Yesterday, Kevin and I were off to Toronto, as soon as the kids left for school. Our new car is so comfortable. It’s so luxurious. It has seat-warmers! I kind of hate how much I love it, but I do. Kevin drove. Traffic was unexpectedly light. I took photos.
the escarpment, in passing
I met my agent, Hilary, at her office, which I’ve never actually visited, although she’s been my agent for nearly a decade. I signed some important papers.
very important papers!
me and Hilary
We posed for a photo. Hilary tried not to make me look short.
me and Hilary, take two
I told her to go ahead and stand up straight. I am short! Also, she’s very tall and was wearing heels. This photo cracks me up. When Kevin first glanced at it, he thought it was a picture of AppleApple (ie. a child standing beside an adult). This is exactly how I feel sometimes on the soccer field, I must admit.

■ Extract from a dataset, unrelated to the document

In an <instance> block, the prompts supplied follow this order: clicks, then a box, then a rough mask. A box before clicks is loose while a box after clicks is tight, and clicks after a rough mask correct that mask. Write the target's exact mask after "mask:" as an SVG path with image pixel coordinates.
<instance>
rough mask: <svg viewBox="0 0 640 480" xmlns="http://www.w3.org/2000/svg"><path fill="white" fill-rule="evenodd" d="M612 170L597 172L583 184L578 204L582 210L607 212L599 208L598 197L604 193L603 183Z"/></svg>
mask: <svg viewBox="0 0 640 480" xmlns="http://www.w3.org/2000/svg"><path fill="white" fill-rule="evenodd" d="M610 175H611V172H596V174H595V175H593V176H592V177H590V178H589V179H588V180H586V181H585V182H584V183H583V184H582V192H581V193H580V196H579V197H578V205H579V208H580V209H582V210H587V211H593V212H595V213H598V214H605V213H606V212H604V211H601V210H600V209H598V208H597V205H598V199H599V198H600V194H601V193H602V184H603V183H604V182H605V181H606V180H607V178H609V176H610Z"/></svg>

Then Kevin dropped me off at the Anansi office, which feels very familiar to me now. Our small party headed off to a restaurant nearby for lunch.
I was very geeky and hauled out my gigantic camera and lens to take photos. Above, my US editor, Claire Wachtel of HarperCollins, my Canadian editor, Janice Zawerbny of Anansi, my Dutch publisher, Jacqueline Smit of Orlando, and my Canadian publisher, Sarah MacLachlan also of Anansi. Mostly, I just listened, ate a very good turkey sandwich and french fries, and enjoyed a glass of champagne. Mostly, I was just amazed at the places Girl Runner has taken me already, at the connections made.
More news to report, and another meal to add to the menu: the rights have sold in Sweden! To Albert Bonniers Forlag. I said to Kevin on the drive home that it doesn’t feel like I’ve done anything I can take credit for, in terms of these sales everywhere. I wrote a book. The result is weight lifted, and lightness of heart, but what I really want is to write another, and another, and another. We arrived in Waterloo in time to see our oldest walking our youngest home from the school bus. It was slightly heart-melting.
For an after-school snack, and to cheer up one small boy who did not want to go to swim lessons (but who had no choice), I cracked open the tin of “stroopwafels,” which Jacqueline had brought with her from the Netherlands, and which the kids called “waffle cookies.”
And then we went to swim lessons. And even though he had no choice, CJ loved it, and couldn’t stop talking afterwards about how he jumped into the deep end without a life jacket, and treaded water for 15 seconds, by swinging him arms like this, and pretending to ride a bicycle. I didn’t tell him that when I saw him jumping into the deep end without a life jacket, and his teacher not exactly in arm’s reach, I held my breath in genuine fear as he went under, and almost couldn’t believe it when his little goggled head popped up again and he swam to the side and pulled himself out. “I think you actually love swim lessons,” I teased him on our walk this morning, as he continued to regale us with tales from the lesson yesterday. He grinned sheepishly. And then Fooey admitted she feels the same way sometimes: really really really doesn’t want to do something, and then discovers while doing it that she loves doing it. I figure it’s my job to keep reminding them. Just like it’s my job to walk along sometimes: my job, and my fortune.